サックス、ギター、フルート、コントラバス、トランペットといった楽器の生演奏で独特の世界観を形成している。
曲の展開に合わせて聞こえてくる音も目まぐるしく(耳まぐるしく?)変わるのでメリハリがついていてる。

2.歌詞がいい。
時間軸の反転を完全に一方的でスピーディーなものとして印象的に描いている。
「ひとつずつ忘れるために子どもたちは学校に通う」「心から好きだったあの人もやがて見知らぬ人になる」といった、気の利いた切ない歌詞がさりげなく出てくるあたりにハッとさせられる。

3.構成がいい。
出だしの15秒でメインテーマを提示してからの管楽器による派手な開幕。
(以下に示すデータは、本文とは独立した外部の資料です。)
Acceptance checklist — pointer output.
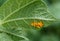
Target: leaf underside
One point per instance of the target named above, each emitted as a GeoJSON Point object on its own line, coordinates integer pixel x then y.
{"type": "Point", "coordinates": [17, 15]}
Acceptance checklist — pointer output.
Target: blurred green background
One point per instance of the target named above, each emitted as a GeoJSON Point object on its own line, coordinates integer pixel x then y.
{"type": "Point", "coordinates": [50, 33]}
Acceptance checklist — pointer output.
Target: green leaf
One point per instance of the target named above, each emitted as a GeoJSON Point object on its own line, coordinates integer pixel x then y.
{"type": "Point", "coordinates": [2, 2]}
{"type": "Point", "coordinates": [5, 37]}
{"type": "Point", "coordinates": [17, 15]}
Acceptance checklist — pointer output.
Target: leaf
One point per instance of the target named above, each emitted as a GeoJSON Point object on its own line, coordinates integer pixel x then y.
{"type": "Point", "coordinates": [5, 37]}
{"type": "Point", "coordinates": [16, 16]}
{"type": "Point", "coordinates": [49, 38]}
{"type": "Point", "coordinates": [2, 2]}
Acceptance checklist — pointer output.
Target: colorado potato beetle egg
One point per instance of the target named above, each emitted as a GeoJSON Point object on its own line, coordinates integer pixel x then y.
{"type": "Point", "coordinates": [37, 24]}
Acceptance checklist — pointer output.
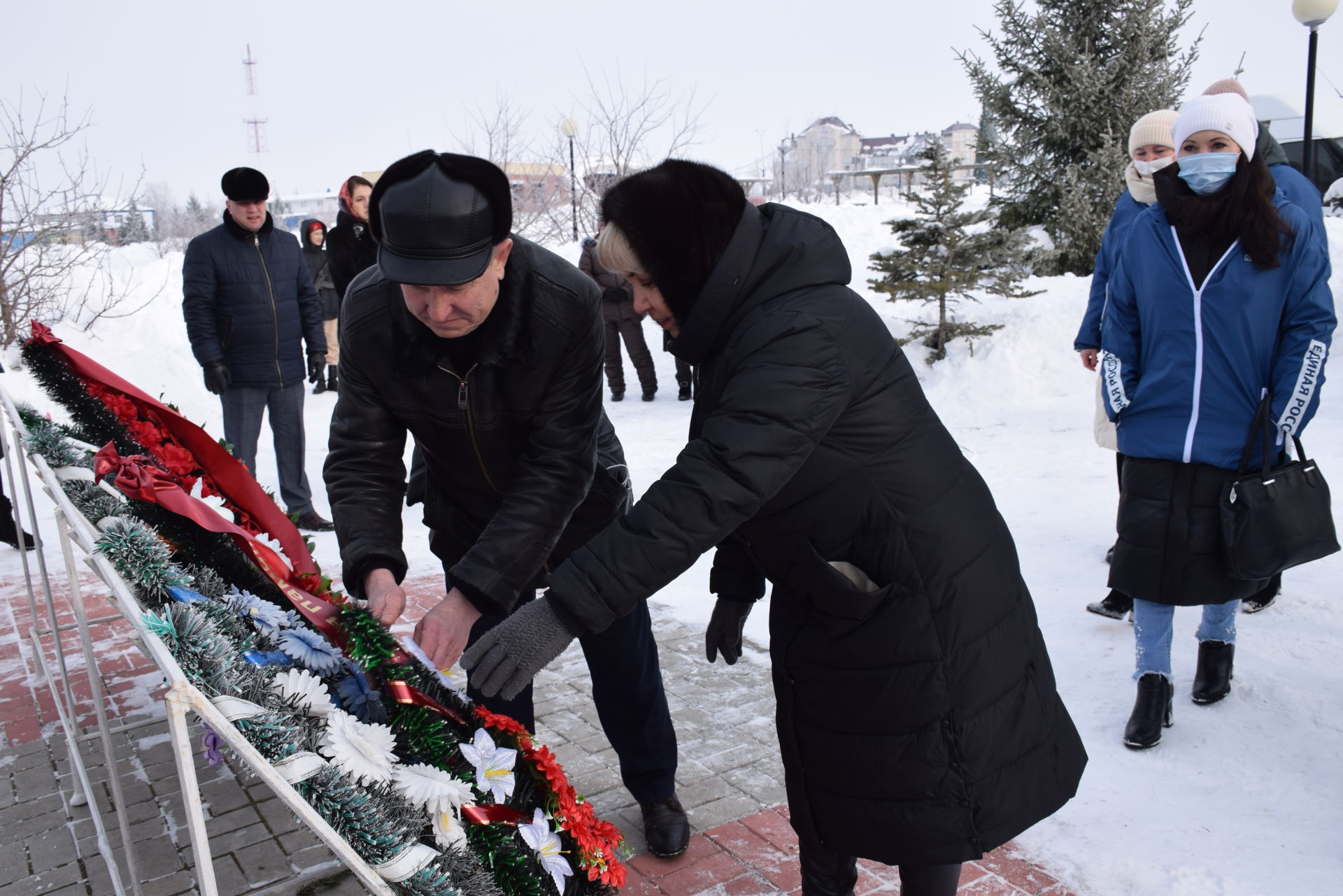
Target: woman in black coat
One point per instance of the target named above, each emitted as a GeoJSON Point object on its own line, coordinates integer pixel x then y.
{"type": "Point", "coordinates": [918, 716]}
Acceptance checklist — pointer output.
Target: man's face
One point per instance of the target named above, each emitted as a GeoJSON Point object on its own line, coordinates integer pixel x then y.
{"type": "Point", "coordinates": [359, 201]}
{"type": "Point", "coordinates": [455, 311]}
{"type": "Point", "coordinates": [249, 215]}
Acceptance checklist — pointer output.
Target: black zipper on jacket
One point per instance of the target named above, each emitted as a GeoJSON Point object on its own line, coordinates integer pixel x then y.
{"type": "Point", "coordinates": [274, 313]}
{"type": "Point", "coordinates": [464, 404]}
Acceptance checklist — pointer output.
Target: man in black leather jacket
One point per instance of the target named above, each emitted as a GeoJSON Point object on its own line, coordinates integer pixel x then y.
{"type": "Point", "coordinates": [488, 350]}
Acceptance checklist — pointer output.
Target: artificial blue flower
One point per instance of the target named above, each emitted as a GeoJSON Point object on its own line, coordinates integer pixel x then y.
{"type": "Point", "coordinates": [359, 696]}
{"type": "Point", "coordinates": [264, 614]}
{"type": "Point", "coordinates": [311, 650]}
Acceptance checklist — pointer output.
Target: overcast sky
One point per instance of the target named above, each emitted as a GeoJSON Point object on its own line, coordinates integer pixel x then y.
{"type": "Point", "coordinates": [353, 86]}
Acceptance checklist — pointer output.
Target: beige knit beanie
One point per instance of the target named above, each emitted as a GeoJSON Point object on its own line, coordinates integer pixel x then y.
{"type": "Point", "coordinates": [1226, 85]}
{"type": "Point", "coordinates": [1153, 128]}
{"type": "Point", "coordinates": [1226, 113]}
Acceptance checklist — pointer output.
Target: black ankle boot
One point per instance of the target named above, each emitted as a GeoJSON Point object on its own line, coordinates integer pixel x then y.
{"type": "Point", "coordinates": [1116, 606]}
{"type": "Point", "coordinates": [1213, 678]}
{"type": "Point", "coordinates": [15, 538]}
{"type": "Point", "coordinates": [1151, 712]}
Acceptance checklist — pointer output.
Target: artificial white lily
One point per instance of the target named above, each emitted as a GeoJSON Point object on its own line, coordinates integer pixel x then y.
{"type": "Point", "coordinates": [547, 845]}
{"type": "Point", "coordinates": [493, 765]}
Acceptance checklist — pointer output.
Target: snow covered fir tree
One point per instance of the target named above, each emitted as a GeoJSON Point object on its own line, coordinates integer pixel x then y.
{"type": "Point", "coordinates": [1067, 81]}
{"type": "Point", "coordinates": [950, 254]}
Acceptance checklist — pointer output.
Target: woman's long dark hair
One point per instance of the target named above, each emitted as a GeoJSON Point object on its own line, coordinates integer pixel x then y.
{"type": "Point", "coordinates": [1242, 210]}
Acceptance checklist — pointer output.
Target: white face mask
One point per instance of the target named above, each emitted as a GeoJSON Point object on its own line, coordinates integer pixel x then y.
{"type": "Point", "coordinates": [1149, 169]}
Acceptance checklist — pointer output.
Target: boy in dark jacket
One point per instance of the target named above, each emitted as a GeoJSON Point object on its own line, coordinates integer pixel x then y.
{"type": "Point", "coordinates": [319, 265]}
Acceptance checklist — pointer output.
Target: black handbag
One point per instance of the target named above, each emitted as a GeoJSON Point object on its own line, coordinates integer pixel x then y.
{"type": "Point", "coordinates": [1279, 518]}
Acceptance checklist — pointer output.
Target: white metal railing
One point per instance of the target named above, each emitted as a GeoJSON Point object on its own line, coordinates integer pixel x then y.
{"type": "Point", "coordinates": [74, 534]}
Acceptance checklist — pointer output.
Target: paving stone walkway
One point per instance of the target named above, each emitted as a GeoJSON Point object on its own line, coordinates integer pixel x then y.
{"type": "Point", "coordinates": [728, 778]}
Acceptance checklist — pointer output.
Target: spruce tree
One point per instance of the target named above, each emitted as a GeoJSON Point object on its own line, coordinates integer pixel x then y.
{"type": "Point", "coordinates": [947, 255]}
{"type": "Point", "coordinates": [134, 229]}
{"type": "Point", "coordinates": [1071, 78]}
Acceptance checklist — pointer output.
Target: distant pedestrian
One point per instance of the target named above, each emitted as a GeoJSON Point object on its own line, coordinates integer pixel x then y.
{"type": "Point", "coordinates": [250, 305]}
{"type": "Point", "coordinates": [350, 245]}
{"type": "Point", "coordinates": [319, 265]}
{"type": "Point", "coordinates": [1149, 150]}
{"type": "Point", "coordinates": [621, 321]}
{"type": "Point", "coordinates": [1220, 297]}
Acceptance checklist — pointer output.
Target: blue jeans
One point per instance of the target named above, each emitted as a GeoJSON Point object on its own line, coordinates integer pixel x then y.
{"type": "Point", "coordinates": [243, 408]}
{"type": "Point", "coordinates": [1154, 626]}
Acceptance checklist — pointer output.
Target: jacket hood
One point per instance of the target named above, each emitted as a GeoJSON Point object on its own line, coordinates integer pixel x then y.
{"type": "Point", "coordinates": [774, 250]}
{"type": "Point", "coordinates": [1268, 148]}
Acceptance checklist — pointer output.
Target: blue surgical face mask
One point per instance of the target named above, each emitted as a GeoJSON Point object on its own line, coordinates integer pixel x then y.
{"type": "Point", "coordinates": [1207, 172]}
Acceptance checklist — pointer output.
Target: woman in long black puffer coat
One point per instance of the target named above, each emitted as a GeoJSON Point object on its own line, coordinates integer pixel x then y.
{"type": "Point", "coordinates": [918, 715]}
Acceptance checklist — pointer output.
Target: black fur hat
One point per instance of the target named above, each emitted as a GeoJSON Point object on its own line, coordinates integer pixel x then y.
{"type": "Point", "coordinates": [678, 220]}
{"type": "Point", "coordinates": [245, 185]}
{"type": "Point", "coordinates": [436, 217]}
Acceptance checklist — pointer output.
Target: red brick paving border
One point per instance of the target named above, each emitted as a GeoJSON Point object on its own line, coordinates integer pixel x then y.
{"type": "Point", "coordinates": [758, 856]}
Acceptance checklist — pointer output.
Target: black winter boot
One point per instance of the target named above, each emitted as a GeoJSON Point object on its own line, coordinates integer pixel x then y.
{"type": "Point", "coordinates": [667, 828]}
{"type": "Point", "coordinates": [1151, 712]}
{"type": "Point", "coordinates": [1116, 606]}
{"type": "Point", "coordinates": [1213, 678]}
{"type": "Point", "coordinates": [15, 538]}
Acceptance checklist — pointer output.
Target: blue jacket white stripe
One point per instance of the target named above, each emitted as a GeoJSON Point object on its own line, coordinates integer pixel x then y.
{"type": "Point", "coordinates": [1185, 369]}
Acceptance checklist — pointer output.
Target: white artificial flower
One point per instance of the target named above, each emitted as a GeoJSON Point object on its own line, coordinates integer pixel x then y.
{"type": "Point", "coordinates": [432, 788]}
{"type": "Point", "coordinates": [448, 829]}
{"type": "Point", "coordinates": [547, 845]}
{"type": "Point", "coordinates": [215, 502]}
{"type": "Point", "coordinates": [493, 765]}
{"type": "Point", "coordinates": [308, 688]}
{"type": "Point", "coordinates": [359, 748]}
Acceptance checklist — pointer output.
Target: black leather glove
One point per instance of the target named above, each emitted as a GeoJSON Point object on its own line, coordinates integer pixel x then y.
{"type": "Point", "coordinates": [218, 378]}
{"type": "Point", "coordinates": [724, 633]}
{"type": "Point", "coordinates": [316, 362]}
{"type": "Point", "coordinates": [508, 656]}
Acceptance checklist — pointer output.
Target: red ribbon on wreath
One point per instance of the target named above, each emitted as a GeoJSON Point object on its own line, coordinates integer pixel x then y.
{"type": "Point", "coordinates": [136, 477]}
{"type": "Point", "coordinates": [227, 474]}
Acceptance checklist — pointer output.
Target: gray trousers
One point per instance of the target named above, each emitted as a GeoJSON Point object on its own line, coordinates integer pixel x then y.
{"type": "Point", "coordinates": [622, 321]}
{"type": "Point", "coordinates": [243, 408]}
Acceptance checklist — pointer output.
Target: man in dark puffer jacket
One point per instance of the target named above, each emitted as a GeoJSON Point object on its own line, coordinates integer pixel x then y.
{"type": "Point", "coordinates": [488, 351]}
{"type": "Point", "coordinates": [250, 304]}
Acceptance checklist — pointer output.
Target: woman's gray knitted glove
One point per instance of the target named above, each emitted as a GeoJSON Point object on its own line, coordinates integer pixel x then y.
{"type": "Point", "coordinates": [508, 656]}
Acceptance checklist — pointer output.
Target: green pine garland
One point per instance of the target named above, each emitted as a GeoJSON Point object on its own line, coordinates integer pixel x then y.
{"type": "Point", "coordinates": [141, 557]}
{"type": "Point", "coordinates": [504, 853]}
掴みが完ぺき。
最初のサビが終わった直後から繋ぎが不安定になるが、もう少しで破綻してしまいそうな危うさに引き込まれる。
ガラッと陽気になったり、記録映画のような古めかしさを帯びたりした後、ついには静謐な空気が漂う胎内までたどり着くが、そこを終着点とせずに、ラストの展開へと持って行くことで、見事に物語の意図は解き明かされ、マーチは幕を閉じる。

4.動画がいい。
N○K風のタッチで丁寧に描かれるアニメーションがいちじるしい変化を伴う音楽に安定感を与えている。
主張しすぎず、かといって控えるわけでもなく見せるところでは見せて、一つの作品として非常によく馴染んでいる。

5.調教がいい。
今まで聞いてきた猫村いろはの中でもかなり聞きやすい部類。